A dating app has taken a big step by adding a new feature to keep up with an emerging relationship style that’s been making headlines recently thanks to Abbie Chatfield.
Hinge added a “relationship type,” where people can indicate whether they’re looking for or are in a non-monogamous relationship, looking for monogamy, or not sure what they’re comfortable with.
The new feature includes details like your age or occupation.
At this stage, users cannot use this feature to filter out based on relationship type like they can with things like sexuality or age.
While a staggering 86 percent of people claim they want monogamous relationships, there is an emerging trend for this dating style — also known as ENM, or polyamory — in the LGBTQIA+ community and Gen Z.
Essentially, relationship style takes many forms, but at its core, it is the idea that both partners in a relationship experience and act upon romantic or sexual attraction to more than one person.
Logan Ury, Hinge’s director of relationship studies, told news.com.au that there are many misconceptions about non-monogamy, e.g.

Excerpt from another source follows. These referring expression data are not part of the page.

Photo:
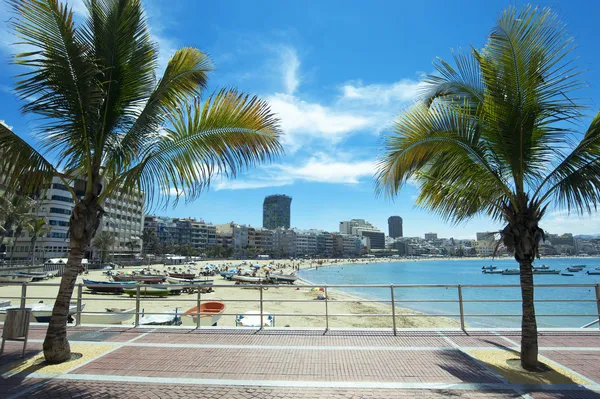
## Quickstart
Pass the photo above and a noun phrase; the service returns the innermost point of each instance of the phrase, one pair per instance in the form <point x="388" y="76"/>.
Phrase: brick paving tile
<point x="583" y="394"/>
<point x="287" y="364"/>
<point x="97" y="390"/>
<point x="585" y="363"/>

B. that it means they are cheating or that people who practice have attachment problems.
She added that just because you’re in that relationship style doesn’t mean you can’t cheat — every relationship has rules and boundaries.
Ms Ury added that there must also be clear boundaries and research before engaging in non-monogamy.

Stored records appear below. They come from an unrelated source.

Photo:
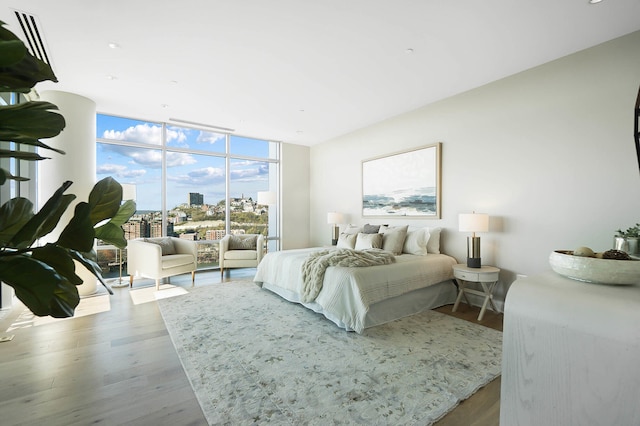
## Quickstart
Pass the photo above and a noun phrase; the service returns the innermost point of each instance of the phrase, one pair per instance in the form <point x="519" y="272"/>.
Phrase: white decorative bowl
<point x="594" y="270"/>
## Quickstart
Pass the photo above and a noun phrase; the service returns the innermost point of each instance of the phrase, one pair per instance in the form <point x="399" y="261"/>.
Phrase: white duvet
<point x="348" y="292"/>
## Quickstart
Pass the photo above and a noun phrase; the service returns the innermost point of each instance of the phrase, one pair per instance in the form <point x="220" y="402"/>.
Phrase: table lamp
<point x="473" y="222"/>
<point x="334" y="219"/>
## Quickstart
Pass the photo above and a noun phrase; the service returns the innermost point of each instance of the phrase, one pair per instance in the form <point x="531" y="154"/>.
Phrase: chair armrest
<point x="185" y="246"/>
<point x="143" y="256"/>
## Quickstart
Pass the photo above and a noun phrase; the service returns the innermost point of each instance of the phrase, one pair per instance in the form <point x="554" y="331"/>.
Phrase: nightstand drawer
<point x="467" y="276"/>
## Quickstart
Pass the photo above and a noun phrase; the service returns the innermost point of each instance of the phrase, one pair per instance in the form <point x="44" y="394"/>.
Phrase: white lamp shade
<point x="266" y="198"/>
<point x="473" y="222"/>
<point x="334" y="218"/>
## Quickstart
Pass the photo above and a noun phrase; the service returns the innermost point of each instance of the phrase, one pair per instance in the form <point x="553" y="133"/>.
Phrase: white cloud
<point x="144" y="133"/>
<point x="203" y="176"/>
<point x="209" y="137"/>
<point x="119" y="171"/>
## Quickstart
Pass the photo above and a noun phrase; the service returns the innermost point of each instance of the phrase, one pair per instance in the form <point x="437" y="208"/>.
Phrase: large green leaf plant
<point x="44" y="275"/>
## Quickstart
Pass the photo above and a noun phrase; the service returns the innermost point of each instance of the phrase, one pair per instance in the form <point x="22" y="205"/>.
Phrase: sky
<point x="186" y="172"/>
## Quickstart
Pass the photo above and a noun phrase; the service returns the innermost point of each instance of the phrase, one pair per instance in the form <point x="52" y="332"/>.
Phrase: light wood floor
<point x="118" y="366"/>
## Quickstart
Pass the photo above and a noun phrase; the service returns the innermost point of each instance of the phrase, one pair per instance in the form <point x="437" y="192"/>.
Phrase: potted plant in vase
<point x="627" y="241"/>
<point x="44" y="276"/>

“Discover why you care about non-monogamy. The foundation of successful and healthy non-monogamous relationships is honesty,” she told news.com.au.
“You need to be able to have a conversation with your partner from the start about what you’re comfortable with, what your boundaries are, how you deal with potential breaches of trust, etc. Start by discussing why you’re both on the subject.
“You might both want to explore emotional or physical intimacy with more people. You may be interested in exploring relationships with people of opposite sexes.
“If your answers sound more like ‘All our friends do it’ or ‘This will solve our problems’, don’t go any further.
“Non-monogamy is not an effective way to hide from your relationship problems. In fact, it will often enlarge them.”
She said it’s important to get started by reading books such as
Opening: A Guide to Creating and Maintaining Open Relationships to get a clear understanding and talk to people you know who are practicing.
Ms Ury added that it is important to define what non-monogamy is for you.
“Unlike traditional monogamous relationships, non-monogamy is much more open to interpretation. If you ask eight couples what their non-monogamous relationships were like, you might get eight different answers because there’s no strict definition,” she said.
“For some couples, an occasional smooch is okay if someone is out of town at a conference, but not much more. Other couples have rules against sleeping with someone in their extended circle of friends.
“A friend of mine can sleep with other people, but not more than once. These rules have to be defined in advance.”
She said conversations about protection, contraception and sharing knowledge about dating your partner also needed to be shared.
But at the end of the day, it’s important to make time for elementary school and get together regularly to embark on a new adventure together.
Because celebrities like Abbie Chatfield were open and honest about their relationship style with their former boyfriend, it led to many people in pop culture having a point of reference for what non-monogamy looked like.
This, Ms Ury said, is incredibly important to making others feel good.
“When celebrities in non-monogamous relationships share their stories, it sparks important conversations about the pros and cons of these structures,” Logan said.
“It inspires other people to explore new possibilities and find the type of relationship that’s right for them.”
While other apps like OKCupid and Feeld had such features, including a section where you can link profiles to your partner, Hinge is the first mainstream app to officially recognize different relationship styles.
Ms Ury said a surge in inquiries about non-monogamy has led to the app including relationship types.
“At Hinge, we like to think holistically about how to serve the unique experiences and identities of data. Ultimately, we want to empower our users to find intentional and meaningful relationships,” she said.
“When you’re matched with someone and you find out that one person seeks monogamy and the other person doesn’t, it can be quite disheartening.
“Our new feature will allow anyone to see at a glance on profiles if the other person has the same relationship goals.”